Quantitative measures
What is the difference between Discrete and Continuous Variables?
Discrete variables: Variables which can take only finite (specific) number of values or are countable are referred to as discrete variables. For reference, a discrete variable can take values 1, 2, 3, … , 10. Example, the outcome of a flip of a coin, number of marbles in a glass jar etc.
Continuous variables: A variable which has an infinite number of possible values or whose values can be measured is referred to as continuous variables. For reference, a continuous variable can take values between 1 – 2 that is 1.02, 1.08. Example income, weight, age, height etc.
What is the difference between Quantitative and Qualitative Variables?

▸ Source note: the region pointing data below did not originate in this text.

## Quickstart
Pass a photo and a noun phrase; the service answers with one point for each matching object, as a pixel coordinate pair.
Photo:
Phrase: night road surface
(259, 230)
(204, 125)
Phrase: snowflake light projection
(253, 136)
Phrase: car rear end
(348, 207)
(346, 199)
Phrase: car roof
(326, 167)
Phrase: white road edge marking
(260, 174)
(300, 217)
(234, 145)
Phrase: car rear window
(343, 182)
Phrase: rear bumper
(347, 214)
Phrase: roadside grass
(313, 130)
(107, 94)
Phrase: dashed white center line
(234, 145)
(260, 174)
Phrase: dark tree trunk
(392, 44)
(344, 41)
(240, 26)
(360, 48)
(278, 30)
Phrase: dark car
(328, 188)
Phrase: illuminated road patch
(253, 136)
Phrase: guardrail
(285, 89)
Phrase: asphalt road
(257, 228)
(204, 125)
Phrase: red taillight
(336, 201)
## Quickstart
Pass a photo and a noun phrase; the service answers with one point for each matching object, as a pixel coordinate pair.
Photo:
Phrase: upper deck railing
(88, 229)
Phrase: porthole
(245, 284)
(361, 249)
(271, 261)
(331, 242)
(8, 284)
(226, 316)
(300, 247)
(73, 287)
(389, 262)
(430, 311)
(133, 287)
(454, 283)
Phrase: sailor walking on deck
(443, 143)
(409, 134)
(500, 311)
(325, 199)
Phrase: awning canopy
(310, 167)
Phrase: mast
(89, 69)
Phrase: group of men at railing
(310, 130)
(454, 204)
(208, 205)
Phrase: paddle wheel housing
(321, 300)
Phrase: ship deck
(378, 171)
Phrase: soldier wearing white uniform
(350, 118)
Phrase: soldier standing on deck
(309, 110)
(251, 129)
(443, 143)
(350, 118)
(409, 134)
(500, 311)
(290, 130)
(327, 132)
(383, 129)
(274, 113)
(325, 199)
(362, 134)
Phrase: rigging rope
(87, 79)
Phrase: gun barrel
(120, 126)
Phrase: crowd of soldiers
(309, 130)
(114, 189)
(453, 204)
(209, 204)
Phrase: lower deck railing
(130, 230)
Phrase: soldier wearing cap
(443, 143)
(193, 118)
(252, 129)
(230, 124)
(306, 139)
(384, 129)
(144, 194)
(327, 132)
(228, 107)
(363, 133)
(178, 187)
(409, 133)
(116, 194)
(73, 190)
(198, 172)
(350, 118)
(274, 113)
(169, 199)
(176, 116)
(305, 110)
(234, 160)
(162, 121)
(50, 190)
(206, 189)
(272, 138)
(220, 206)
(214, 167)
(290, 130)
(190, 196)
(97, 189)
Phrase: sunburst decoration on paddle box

Quantitative variables: Variables which are measured on the numeric and quantitative scale are referred to as quantitative variables. Variables measured on ordinal, interval and ratio scale of measurements are quantitative variables. For example height, weight, age etc.

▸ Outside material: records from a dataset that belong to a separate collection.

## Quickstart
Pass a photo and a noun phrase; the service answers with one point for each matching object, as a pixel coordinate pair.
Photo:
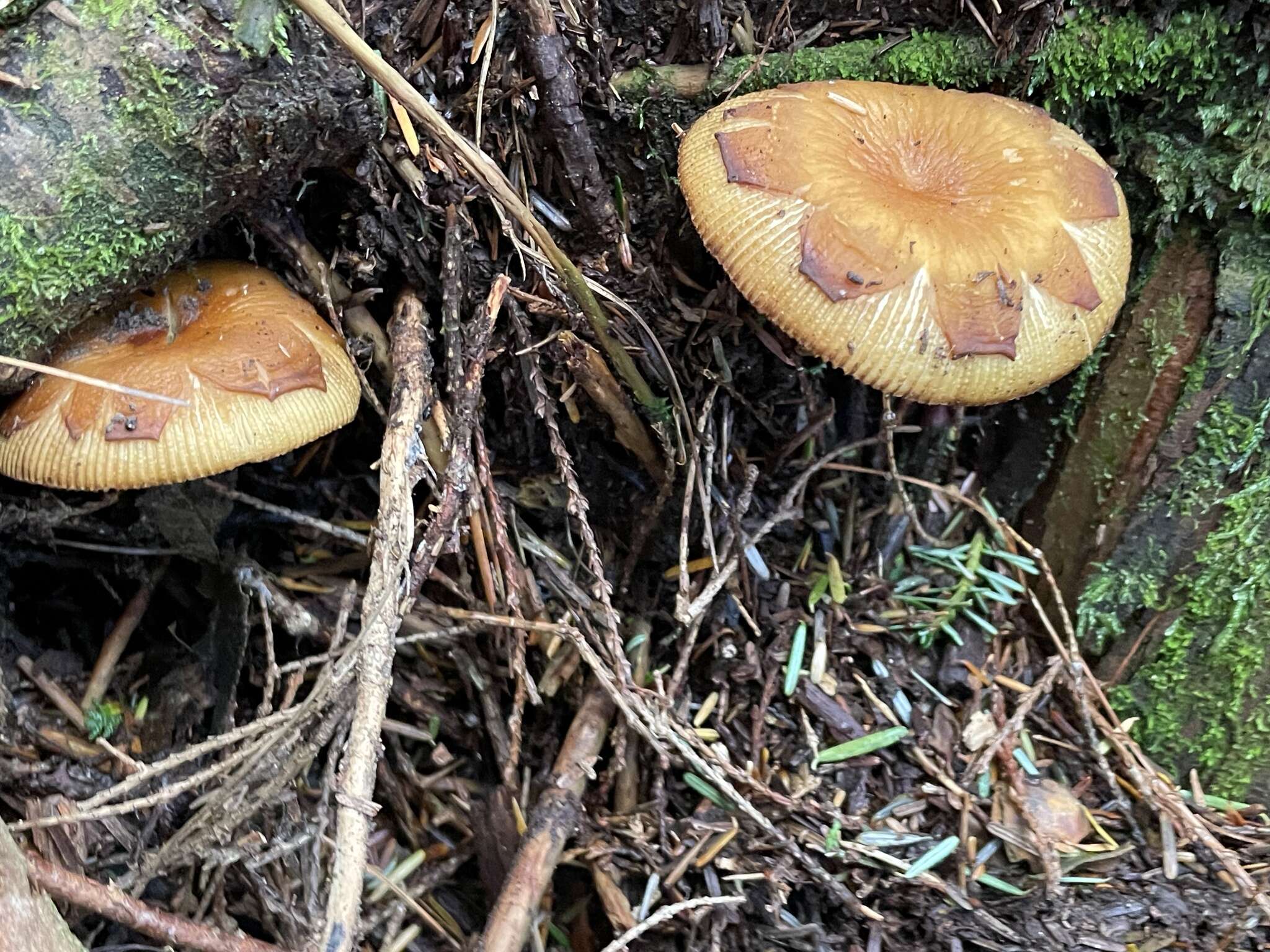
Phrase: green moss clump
(1094, 58)
(925, 59)
(92, 244)
(95, 229)
(1204, 691)
(1203, 695)
(1188, 103)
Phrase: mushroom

Qualitative variables: Variables that are not numerical but are categorical in nature are qualitative variables. Variables measured on a binary and nominal scale of measurement are qualitative variables. for example gender, eye color, religion etc.
What are the various Measurements of Scale?
Nominal scale of measurement: This includes variables that are categorical in nature. Example Gender, location, religion and Favorite Color.
Ordinal scale of measurement: These are the variables that can be ordered or ranked in some order of importance. Example Quality of product, Satisfactory Level is measured on the ordinal scale of measurement.
Interval scale of measurement: Variables which have equal differences between scale values and equal quantitative meaning are measured on an interval scale of measurement. It does not have a true zero point. A true zero point means that a value of zero on the scale represents zero quantity of the construct being assessed. Example Temperature. Zero degrees Celsius doesn’t mean there is absolutely no heat present in the environment.
Ratio scale of measurement: These variables have equal differences between scale values and equal quantitative meaning. They also have a true zero point. A true zero point means that a value of zero on the scale represents zero quantity of the construct being assessed. Example Height and Weight of a person is a measured on ratio scale of measurement. It is suitable to say that a person of height 8” is twice as tall as a person with height 4” inches and a person with weight 60 kg is twice as heavy as a person with weight 30 kg.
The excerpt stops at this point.